Marcia: What is Gundarland and where is it?
Hank: It's a large country in a parallel universe that's rather close to ours. In fact, it's only a wormhole or two away. It is populated by dwarfs, elves, humans, half-pints, yuks and other races. This is also the universe that has the despicable zaftans. It's only a matter of time until the alien zaftans and the gundarlandians meet. The results of the meeting will be unpredictable.

Marcia: I was shocked to discover the book has plots. Why did you use plots? Plots are so 20th century. Modern literature demands plotless stories.
Hank: Plots are timeless. Homer used them 3500 years ago and 3500 years into the future, stories will still use plots. Without plots, the characters wander around wondering what they are supposed to be doing. Plotless stories are like bloodless people. My book is a collection of six short stories and two novellas and I'm happy to announce that every one of them has a plot.

Marcia: How disgusting. Moving on, you mutilated two of Shakespeare's most beloved plays. Can't you come up with your own stories? Why plagiarize one of the most famous writers in the English language?
Hank: Shakespeare's plays were written in the 1500's and are almost unreadable. They cry out for an update and that's what I did. I like to think that I made Shakespeare more accessible to modern readers.

Marcia: Do you plan any more Shakespearian perversions?
Hank: Right now, I'm working on a first draft of a masterpiece. It'll combine the plots and characters from Othello and Hamlet with another character, Falstaff. It'll be a novella and probably top out at 35,000 words. I think Shakespeare would applaud my efforts to update his plays. In this case, Hamlet is a dwarf prince, Othello is a dark elf and Falstaff is himself, a human rogue.

Marcia: If that isn't chutzpah, I don't know what is. You used a self-publishing option to get this collection published. I suppose no regular publisher would touch this rubbish. True?
Hank: I'm not sure, since I didn't try very hard. I've used publishers in the past and what happens with them is I get to do all the work and they get the keep almost all the money. Bummer. With self-publishing, I get to keep most of the money. Big difference.

Marcia: And how is this trash selling?
Hank: It's a best seller on Zaftan 31B. Unfortunately, the aliens burn the book and use the ashes in a pornographic ritual. But I like to think the zaftans read the stories before burning it. In Gundarland, it's selling well and some of the characters have reached rock-star fame. This is especially true for Burga the Warrior-Cook and Zarro, the dwarf hero. Their agents are negotiating tour contracts.

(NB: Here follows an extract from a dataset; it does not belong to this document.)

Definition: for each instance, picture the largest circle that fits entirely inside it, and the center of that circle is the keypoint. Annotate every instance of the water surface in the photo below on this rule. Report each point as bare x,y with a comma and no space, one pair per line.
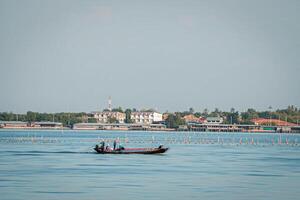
62,164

Marcia: I find it incomprehensible that this collection receives awards. It must be symptomatic of a general decline in literature and taste.
Hank: Many readers find my stories entertaining.

Marcia: Do you plan more assaults on the mother tongue and literature in general?
I plan to release a novel early next year. It's called Zaftan Entrepreneurs and it's a first contact book. A zaftan mining ship discovers Gundarland and tries to plunder its mineral wealth. This angers a dwarf miner and he declares war on the aliens.

Marcia: That certainly is bad news since my editor may want me to interview you again. Now that I've been warned, perhaps I can develop a way to avoid that onerous task. This is Marcia Hammerhead, cultural reporter extraordinaire signing off and apologizing for subjecting you to this author's drivel.